After touring Denmark, inspired, Bertram released Ecstatic Songs, an unusually beautiful project of music accompanying the poetry of 13th century mystic poet, Mevlana Jalaluddin Rumi. Recognition for Julie’s innovations and hard work kept coming in, as top finalist Q107 Radio talent search and the title of Best Acoustic Female Artist at the Toronto Independent Music Awards.

 

Persistence, insistence, resistance- Bertram tried them all. But she already understood as a young woman that she would keep working no matter what. “I was deaf for two weeks, I was freaking out, and then one day, I looked around and picked up a pen and went back to when I was fourteen and I was writing my heart out. I realized that even if I went deaf, I could still write and be valid…if my vocal chords came out and if no one could bear to watch me perform, I could still write.” The next day, Bertram’s hearing came back. It was another significant moment, another sign- a reminder that every single moment is significant and bears its magic deep inside the ordinary.

 

 

Woe is Me is the turning point where Bertram stops wondering which gift is her direction and knows her direction has been absolutely perfect the whole time.
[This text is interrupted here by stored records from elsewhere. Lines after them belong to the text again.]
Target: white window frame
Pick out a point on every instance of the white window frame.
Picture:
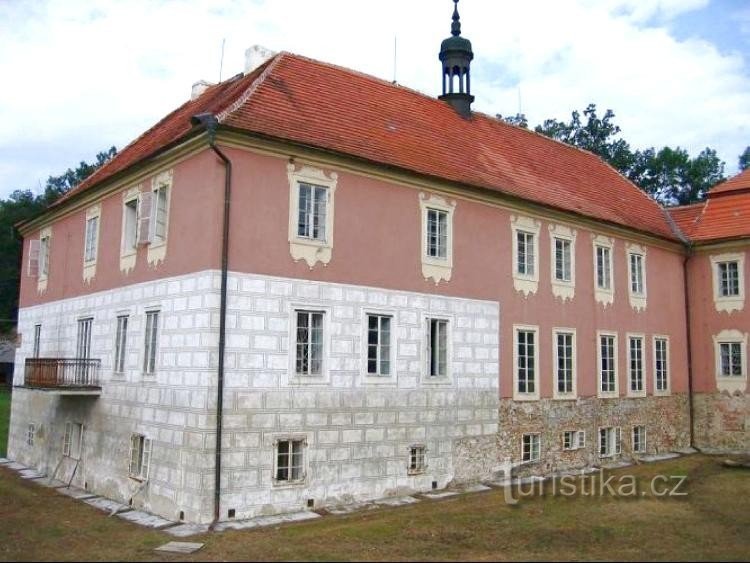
(574, 360)
(434, 267)
(120, 361)
(526, 283)
(91, 241)
(604, 295)
(157, 248)
(534, 454)
(656, 338)
(638, 299)
(731, 383)
(518, 395)
(562, 289)
(311, 250)
(611, 436)
(638, 429)
(616, 392)
(417, 459)
(142, 446)
(311, 379)
(644, 363)
(440, 379)
(289, 482)
(378, 378)
(728, 303)
(150, 363)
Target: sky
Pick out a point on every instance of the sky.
(77, 77)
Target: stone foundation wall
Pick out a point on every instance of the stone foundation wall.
(665, 418)
(722, 422)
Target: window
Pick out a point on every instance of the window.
(290, 460)
(731, 360)
(437, 347)
(531, 448)
(150, 342)
(661, 364)
(121, 338)
(525, 254)
(526, 363)
(37, 340)
(378, 345)
(609, 442)
(636, 385)
(607, 365)
(309, 355)
(639, 439)
(437, 237)
(564, 358)
(417, 460)
(574, 440)
(73, 440)
(140, 456)
(729, 281)
(92, 233)
(311, 208)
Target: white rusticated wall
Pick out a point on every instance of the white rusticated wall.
(358, 429)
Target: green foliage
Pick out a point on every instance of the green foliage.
(23, 205)
(744, 161)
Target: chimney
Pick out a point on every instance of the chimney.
(256, 56)
(198, 88)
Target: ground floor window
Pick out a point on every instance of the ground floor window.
(531, 448)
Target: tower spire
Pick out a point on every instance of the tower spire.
(456, 56)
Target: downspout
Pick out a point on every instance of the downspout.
(210, 123)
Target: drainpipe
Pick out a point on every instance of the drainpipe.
(210, 123)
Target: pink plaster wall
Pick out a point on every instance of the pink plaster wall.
(706, 321)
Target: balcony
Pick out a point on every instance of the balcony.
(63, 376)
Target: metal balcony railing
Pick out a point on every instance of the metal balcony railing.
(62, 373)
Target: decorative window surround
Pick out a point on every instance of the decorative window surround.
(562, 288)
(604, 294)
(434, 267)
(312, 379)
(665, 367)
(637, 363)
(91, 242)
(732, 383)
(728, 303)
(161, 188)
(525, 283)
(532, 395)
(557, 394)
(310, 250)
(45, 247)
(447, 378)
(637, 255)
(129, 238)
(609, 394)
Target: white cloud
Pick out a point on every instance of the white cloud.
(80, 76)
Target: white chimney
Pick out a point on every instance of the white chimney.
(198, 88)
(256, 56)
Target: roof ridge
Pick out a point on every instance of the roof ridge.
(270, 65)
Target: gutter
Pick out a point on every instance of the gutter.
(210, 123)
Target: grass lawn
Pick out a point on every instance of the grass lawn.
(4, 420)
(710, 523)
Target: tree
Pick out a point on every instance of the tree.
(745, 159)
(23, 205)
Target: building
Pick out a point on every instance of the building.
(307, 286)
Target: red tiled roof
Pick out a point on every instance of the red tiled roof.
(317, 104)
(724, 215)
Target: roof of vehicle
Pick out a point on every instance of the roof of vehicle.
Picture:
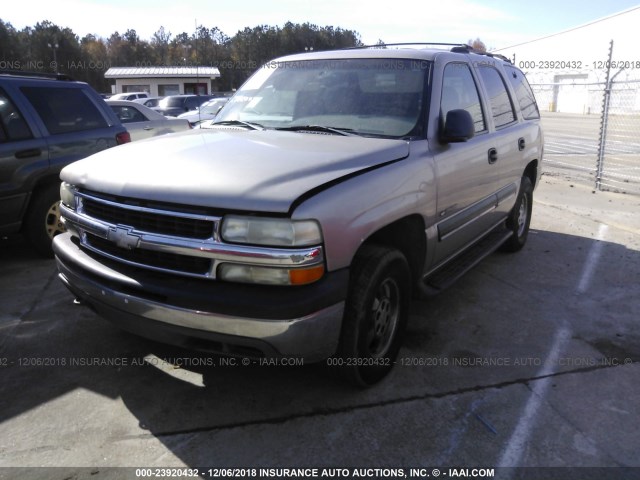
(20, 75)
(152, 114)
(420, 51)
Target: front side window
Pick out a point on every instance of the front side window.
(64, 110)
(499, 99)
(12, 125)
(370, 97)
(524, 94)
(459, 91)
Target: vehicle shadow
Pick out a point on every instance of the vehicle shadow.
(63, 363)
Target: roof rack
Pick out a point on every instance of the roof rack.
(469, 49)
(52, 76)
(404, 44)
(455, 48)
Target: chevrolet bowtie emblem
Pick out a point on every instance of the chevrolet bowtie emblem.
(123, 237)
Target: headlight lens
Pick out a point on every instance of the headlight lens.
(276, 232)
(67, 195)
(269, 275)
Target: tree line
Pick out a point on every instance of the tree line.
(47, 47)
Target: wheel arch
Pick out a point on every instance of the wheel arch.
(407, 235)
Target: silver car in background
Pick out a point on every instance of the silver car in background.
(141, 122)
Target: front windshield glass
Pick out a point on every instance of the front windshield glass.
(370, 97)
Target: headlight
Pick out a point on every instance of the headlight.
(275, 232)
(269, 275)
(67, 195)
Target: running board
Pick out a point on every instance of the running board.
(450, 272)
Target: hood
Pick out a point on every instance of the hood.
(230, 169)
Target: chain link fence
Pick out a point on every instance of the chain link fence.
(592, 134)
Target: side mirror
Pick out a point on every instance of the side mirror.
(458, 127)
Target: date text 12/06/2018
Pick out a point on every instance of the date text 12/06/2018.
(578, 64)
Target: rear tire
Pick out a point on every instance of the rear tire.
(42, 221)
(520, 218)
(375, 316)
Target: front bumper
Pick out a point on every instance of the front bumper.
(216, 316)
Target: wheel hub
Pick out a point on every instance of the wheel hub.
(385, 314)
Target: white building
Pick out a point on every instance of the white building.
(162, 81)
(571, 66)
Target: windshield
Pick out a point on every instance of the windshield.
(370, 97)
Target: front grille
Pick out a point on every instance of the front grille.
(167, 224)
(153, 259)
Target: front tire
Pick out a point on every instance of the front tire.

Giving birth to this project coincided with the birth of a beautiful daughter named Linden, and something has changed forever in Bertram’s understanding of her own immortality. “You can do whatever, I am not afraid to die,” she sings.

 

Leaving the Only Café and walking home through a snowy Toronto, I can taste the pollution of the air from the snow in my mouth. But I feel changed somehow about how I face my own dark perceptions of the inevitabilities. Hope, acceptance, the will to act, the desire to feel compassion to myself and to everyone else- I almost let myself drop here in the middle of the city to make snow angels, and I hope the spell will linger into the rest of my life.